Trump Figures Back El Salvador Leader's Call for Trump to Target US Judiciary
Donald Trump is not typically known for counsel, especially from international figures who frequently seek to praise and compliment the American leader.
However, El Salvador's strongman president Nayib Bukele has adopted a different approach by calling on the Trump administration to emulate his actions in impeaching so-called “corrupt judges.”
The call for the president to move against the US judiciary also garnered backing from Trump allies, such as an X post by one-time supporter the billionaire, who has previously amplified Bukele's demands to impeach US judges.
Unprecedented Threats to Court Autonomy
Analysts note that the leader's recent remarks occur of unmatched threats to judicial independence and individual judges in the US, and during a phase where the president's team is employing comparable authoritarian methods used by leaders in nations such as Türkiye, the European state, India, and Bukele's own the Central American country to weaken government oversight.
Bukele's social media statement last week was one more in a string of taunts and allegations he has made against the American judiciary, such as a March claim that the US was “experiencing a judicial coup,” and ridicule of a federal judge's order to halt deportation flights transporting accused undocumented individuals to his country's harsh prison system.
Criticism on Federal Judge
Bukele's impeachment call was also issued during online criticism on Oregon federal judge Judge Immergut by White House aide Stephen Miller, attorney general Pam Bondi, Musk, and Trump personally in a recent media briefing.
Immergut had issued restraining orders blocking Trump from mobilizing the national guard, initially in Oregon then in the West Coast state.
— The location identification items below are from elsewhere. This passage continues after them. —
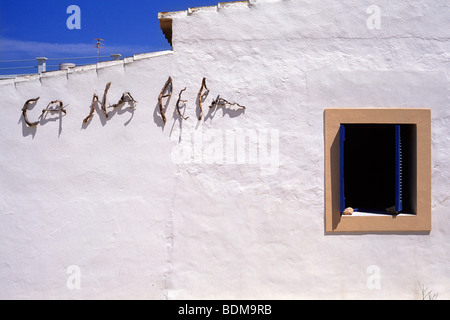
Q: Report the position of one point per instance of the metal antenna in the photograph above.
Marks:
(98, 46)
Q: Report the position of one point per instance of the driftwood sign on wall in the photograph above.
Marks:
(126, 97)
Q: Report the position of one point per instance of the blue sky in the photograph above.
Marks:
(33, 28)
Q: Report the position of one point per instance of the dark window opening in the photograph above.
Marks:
(378, 168)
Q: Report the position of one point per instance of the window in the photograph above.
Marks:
(378, 162)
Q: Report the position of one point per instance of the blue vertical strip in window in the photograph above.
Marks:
(342, 195)
(398, 169)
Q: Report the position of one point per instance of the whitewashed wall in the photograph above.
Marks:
(152, 212)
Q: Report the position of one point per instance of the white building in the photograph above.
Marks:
(244, 203)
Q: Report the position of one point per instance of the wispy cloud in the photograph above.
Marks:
(47, 49)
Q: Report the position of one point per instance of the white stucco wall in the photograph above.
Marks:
(155, 212)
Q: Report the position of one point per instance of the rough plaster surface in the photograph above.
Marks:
(154, 212)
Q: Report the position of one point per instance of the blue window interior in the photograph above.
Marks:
(377, 167)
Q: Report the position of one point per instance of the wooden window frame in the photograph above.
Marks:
(336, 223)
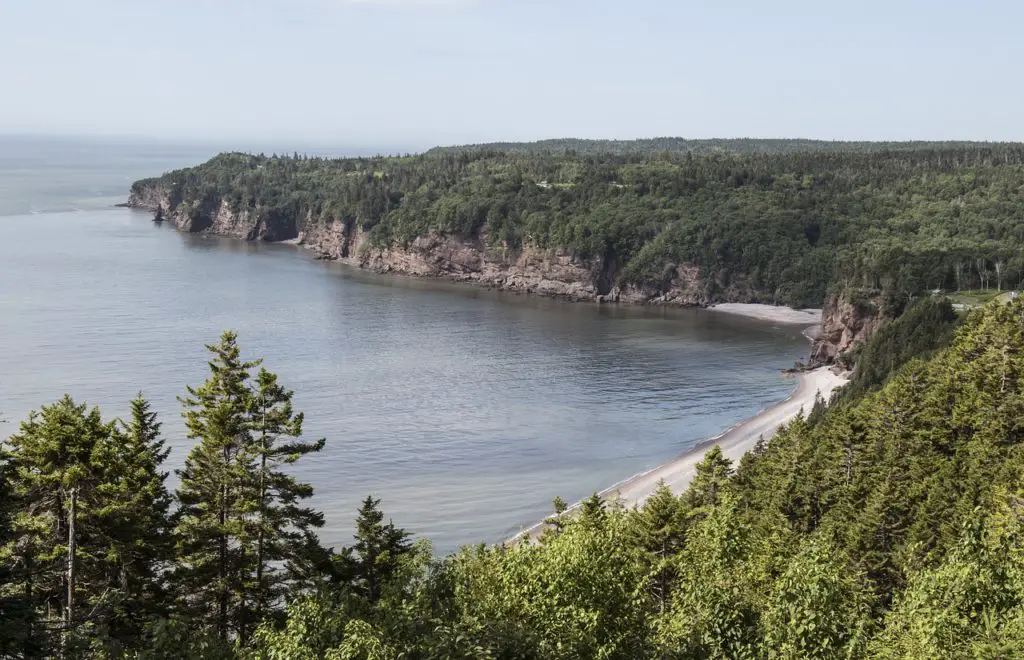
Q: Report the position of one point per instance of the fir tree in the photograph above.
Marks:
(212, 534)
(54, 551)
(712, 478)
(287, 548)
(658, 529)
(15, 609)
(135, 511)
(244, 539)
(377, 551)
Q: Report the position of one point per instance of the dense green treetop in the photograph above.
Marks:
(778, 221)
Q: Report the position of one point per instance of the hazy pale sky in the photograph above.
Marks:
(417, 73)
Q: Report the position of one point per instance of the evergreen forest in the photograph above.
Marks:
(887, 525)
(773, 221)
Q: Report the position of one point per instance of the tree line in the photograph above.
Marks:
(890, 525)
(768, 221)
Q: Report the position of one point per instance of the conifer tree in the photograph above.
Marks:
(712, 478)
(54, 550)
(244, 538)
(15, 609)
(212, 534)
(287, 548)
(658, 528)
(378, 548)
(134, 510)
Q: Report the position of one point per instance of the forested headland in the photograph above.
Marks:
(672, 220)
(887, 525)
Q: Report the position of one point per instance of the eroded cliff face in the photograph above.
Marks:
(529, 269)
(844, 324)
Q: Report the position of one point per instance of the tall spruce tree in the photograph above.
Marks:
(212, 533)
(287, 548)
(134, 510)
(55, 550)
(378, 548)
(15, 610)
(659, 529)
(243, 538)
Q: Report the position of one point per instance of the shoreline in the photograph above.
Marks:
(734, 441)
(771, 313)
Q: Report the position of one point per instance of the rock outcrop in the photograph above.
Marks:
(844, 324)
(529, 269)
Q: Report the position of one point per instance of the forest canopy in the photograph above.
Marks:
(891, 526)
(775, 221)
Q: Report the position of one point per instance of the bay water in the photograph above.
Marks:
(465, 410)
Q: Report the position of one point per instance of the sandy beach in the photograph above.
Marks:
(772, 313)
(734, 442)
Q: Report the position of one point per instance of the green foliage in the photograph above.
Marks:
(244, 540)
(925, 326)
(891, 526)
(778, 221)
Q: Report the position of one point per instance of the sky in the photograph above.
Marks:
(419, 73)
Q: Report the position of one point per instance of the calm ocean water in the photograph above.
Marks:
(465, 410)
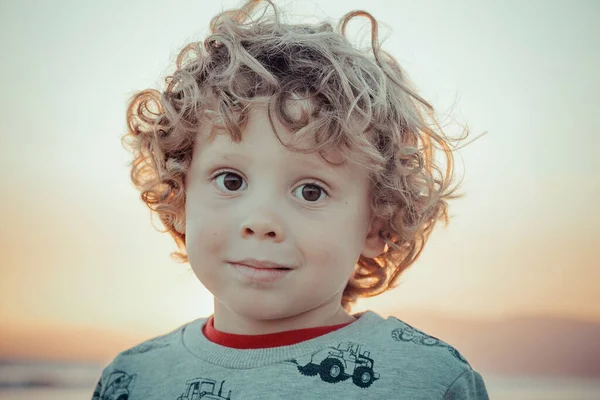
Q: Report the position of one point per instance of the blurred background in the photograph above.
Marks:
(511, 282)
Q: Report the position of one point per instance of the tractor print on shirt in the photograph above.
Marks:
(335, 364)
(118, 387)
(201, 388)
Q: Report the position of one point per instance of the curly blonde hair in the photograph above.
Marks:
(362, 104)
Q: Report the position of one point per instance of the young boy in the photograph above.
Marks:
(296, 174)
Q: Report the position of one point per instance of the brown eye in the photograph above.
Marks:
(312, 192)
(231, 181)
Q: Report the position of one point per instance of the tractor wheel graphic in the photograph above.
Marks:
(363, 377)
(331, 370)
(309, 369)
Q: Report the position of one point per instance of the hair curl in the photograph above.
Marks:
(362, 104)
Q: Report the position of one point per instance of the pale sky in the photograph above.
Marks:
(76, 243)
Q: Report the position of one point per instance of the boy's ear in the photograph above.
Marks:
(179, 226)
(374, 243)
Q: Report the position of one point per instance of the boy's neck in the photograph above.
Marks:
(227, 321)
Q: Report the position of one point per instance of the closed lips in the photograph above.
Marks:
(262, 265)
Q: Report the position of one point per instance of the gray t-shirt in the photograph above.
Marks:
(371, 358)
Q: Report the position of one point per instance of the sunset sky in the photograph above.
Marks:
(77, 247)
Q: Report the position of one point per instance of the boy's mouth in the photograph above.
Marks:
(250, 262)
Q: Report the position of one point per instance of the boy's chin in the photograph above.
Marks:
(253, 310)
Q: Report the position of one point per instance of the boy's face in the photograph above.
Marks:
(258, 200)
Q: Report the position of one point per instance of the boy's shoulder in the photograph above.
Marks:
(417, 339)
(411, 348)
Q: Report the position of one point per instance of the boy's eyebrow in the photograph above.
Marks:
(321, 166)
(227, 157)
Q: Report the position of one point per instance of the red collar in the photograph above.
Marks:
(264, 341)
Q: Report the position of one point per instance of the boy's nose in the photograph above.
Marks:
(262, 229)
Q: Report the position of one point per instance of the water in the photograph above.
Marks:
(76, 381)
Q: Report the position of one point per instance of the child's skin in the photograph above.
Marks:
(271, 211)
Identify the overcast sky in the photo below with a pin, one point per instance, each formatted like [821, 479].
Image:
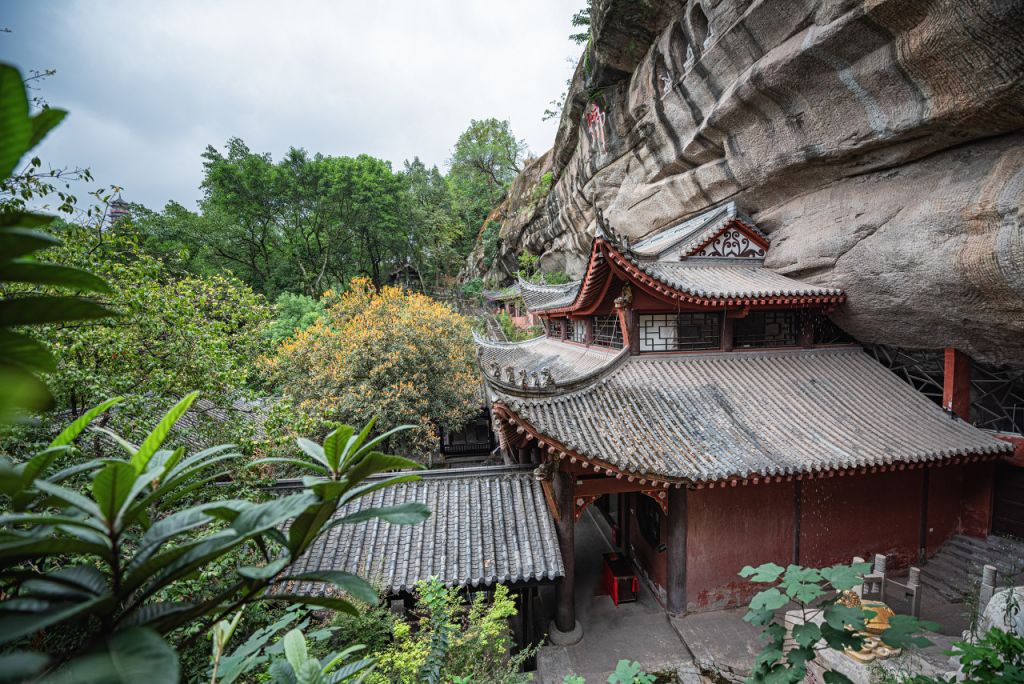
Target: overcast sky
[150, 84]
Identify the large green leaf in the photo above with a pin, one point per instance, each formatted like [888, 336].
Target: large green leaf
[156, 438]
[43, 123]
[22, 390]
[22, 666]
[402, 514]
[376, 462]
[111, 487]
[132, 655]
[51, 274]
[765, 572]
[22, 349]
[12, 552]
[15, 127]
[70, 498]
[313, 450]
[16, 242]
[36, 310]
[352, 585]
[83, 580]
[16, 625]
[335, 443]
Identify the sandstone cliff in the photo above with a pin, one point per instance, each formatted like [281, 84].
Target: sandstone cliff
[881, 144]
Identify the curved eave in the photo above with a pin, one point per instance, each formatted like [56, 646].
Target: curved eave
[514, 426]
[605, 258]
[558, 387]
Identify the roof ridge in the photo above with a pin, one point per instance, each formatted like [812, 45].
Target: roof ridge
[548, 287]
[483, 341]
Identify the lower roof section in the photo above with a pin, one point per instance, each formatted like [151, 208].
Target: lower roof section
[522, 364]
[486, 525]
[709, 417]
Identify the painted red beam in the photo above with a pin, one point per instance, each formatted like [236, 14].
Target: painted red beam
[956, 383]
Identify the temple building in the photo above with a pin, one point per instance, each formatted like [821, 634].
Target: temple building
[728, 422]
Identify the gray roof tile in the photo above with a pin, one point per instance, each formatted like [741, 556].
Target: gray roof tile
[709, 417]
[542, 297]
[486, 525]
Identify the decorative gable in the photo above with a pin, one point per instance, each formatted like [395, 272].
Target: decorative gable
[733, 241]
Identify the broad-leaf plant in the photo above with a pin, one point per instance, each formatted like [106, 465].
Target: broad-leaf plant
[99, 558]
[823, 621]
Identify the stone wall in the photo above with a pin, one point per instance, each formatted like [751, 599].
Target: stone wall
[881, 144]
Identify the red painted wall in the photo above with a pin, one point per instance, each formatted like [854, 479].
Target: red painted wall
[976, 518]
[944, 490]
[861, 515]
[651, 562]
[728, 528]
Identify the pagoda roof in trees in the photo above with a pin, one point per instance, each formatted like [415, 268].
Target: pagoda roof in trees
[739, 416]
[539, 297]
[716, 259]
[565, 364]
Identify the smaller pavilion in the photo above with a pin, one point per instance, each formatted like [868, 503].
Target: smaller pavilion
[731, 422]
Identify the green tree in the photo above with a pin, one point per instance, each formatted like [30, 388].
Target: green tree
[101, 564]
[399, 355]
[432, 222]
[294, 313]
[485, 160]
[453, 642]
[171, 332]
[23, 357]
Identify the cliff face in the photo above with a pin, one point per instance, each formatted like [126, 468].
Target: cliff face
[881, 145]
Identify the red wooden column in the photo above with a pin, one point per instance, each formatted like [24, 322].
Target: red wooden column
[677, 551]
[565, 629]
[956, 384]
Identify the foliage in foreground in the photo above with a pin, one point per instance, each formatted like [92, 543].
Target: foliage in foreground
[453, 643]
[101, 564]
[812, 591]
[391, 353]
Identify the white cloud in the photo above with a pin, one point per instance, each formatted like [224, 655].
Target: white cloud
[151, 84]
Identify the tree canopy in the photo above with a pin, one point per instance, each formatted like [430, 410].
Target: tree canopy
[393, 354]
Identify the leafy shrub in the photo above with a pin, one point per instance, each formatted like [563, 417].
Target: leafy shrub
[23, 358]
[453, 643]
[492, 241]
[396, 354]
[295, 313]
[812, 591]
[104, 564]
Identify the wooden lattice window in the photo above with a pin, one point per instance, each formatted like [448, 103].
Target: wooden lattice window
[607, 332]
[766, 329]
[578, 331]
[997, 397]
[680, 332]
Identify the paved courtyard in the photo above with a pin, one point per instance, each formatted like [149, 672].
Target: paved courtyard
[718, 641]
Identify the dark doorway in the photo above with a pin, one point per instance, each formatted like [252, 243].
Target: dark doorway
[1008, 513]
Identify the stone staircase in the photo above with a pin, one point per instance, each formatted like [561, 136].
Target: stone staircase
[955, 569]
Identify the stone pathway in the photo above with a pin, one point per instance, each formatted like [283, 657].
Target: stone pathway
[638, 631]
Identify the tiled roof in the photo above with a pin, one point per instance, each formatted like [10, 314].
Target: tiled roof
[721, 279]
[567, 362]
[486, 525]
[692, 231]
[541, 297]
[709, 417]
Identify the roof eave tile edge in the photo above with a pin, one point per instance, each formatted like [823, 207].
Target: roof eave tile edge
[559, 452]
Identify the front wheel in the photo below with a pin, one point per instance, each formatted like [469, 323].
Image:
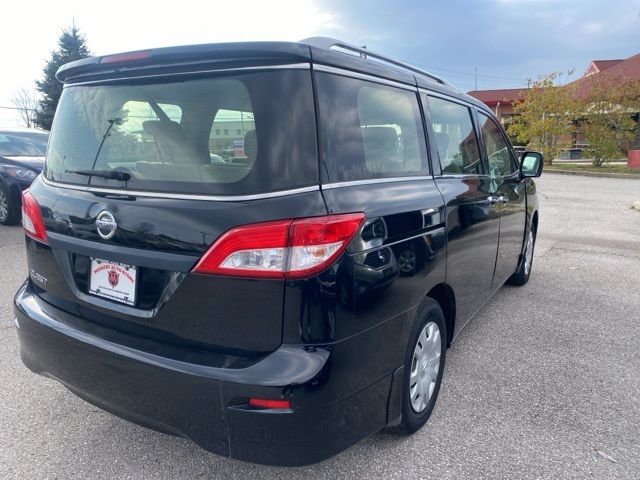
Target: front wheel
[424, 365]
[521, 276]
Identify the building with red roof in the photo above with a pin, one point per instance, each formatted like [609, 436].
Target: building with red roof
[619, 71]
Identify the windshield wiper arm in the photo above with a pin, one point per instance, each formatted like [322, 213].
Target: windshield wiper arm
[108, 174]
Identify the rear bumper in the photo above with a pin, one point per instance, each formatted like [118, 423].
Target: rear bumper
[207, 404]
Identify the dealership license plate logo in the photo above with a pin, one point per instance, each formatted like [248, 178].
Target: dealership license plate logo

Trump has been eager to send soldiers into the city, which the leader has described as “war-ravaged” based on limited, non-violent protests outside the urban homeland security facility.
History of Attacking Justices
Miller, Bondi, and the entrepreneur have a long record of criticizing judges who have ruled against Trump's executive orders or otherwise hindered the administration's political agenda. Before returning to power recently, Trump directed his supporters against judges presiding over his civil and criminal trials, who were then deluged with intimidation and abuse.
Watchdog organizations, police departments, and judges themselves have highlighted a increased atmosphere of risks and intimidation in the months since he returned to the White House.
Increasing Risk Data
Based on data gathered by the federal agency, in the current year through the end of September, there were 562 incidents to nearly four hundred US justices, giving rise to more than eight hundred investigations. This year has already eclipsed the first recorded year, and last year, and is on track to exceed the previous year's record of over six hundred threats.
The threats are not just happening at the national level. Information by the university's Bridging Divides Initiative indicates that there have been at least fifty-nine cases of threats, targeting, surveillance, or physical attacks committed against judges on the state and municipal levels in 2025.
Analyst Analysis on Root Causes
Specialists say that the threats are a result of the rhetoric coming from senior administration figures.
In May, the watchdog group published a comprehensive report claiming that “harmful and highly irresponsible statements from White House allies and allies align with rising violent posts on social media.” It recorded “a 54% increase in demands for removal and violent threats against judges across digital networks from January to February of this year, the initial period of the president's term.”
Heidi Beirich, the co-founder of the organization, said: “Trump’s warnings against judges have certainly driven digital abuse at judges and demands for impeachment. Attacking the judiciary is one more step in Trump’s march towards strongman rule.”
Global Authoritarian Tactics
That march towards authoritarianism has been common in recent years in multiple nations, such as by Bukele.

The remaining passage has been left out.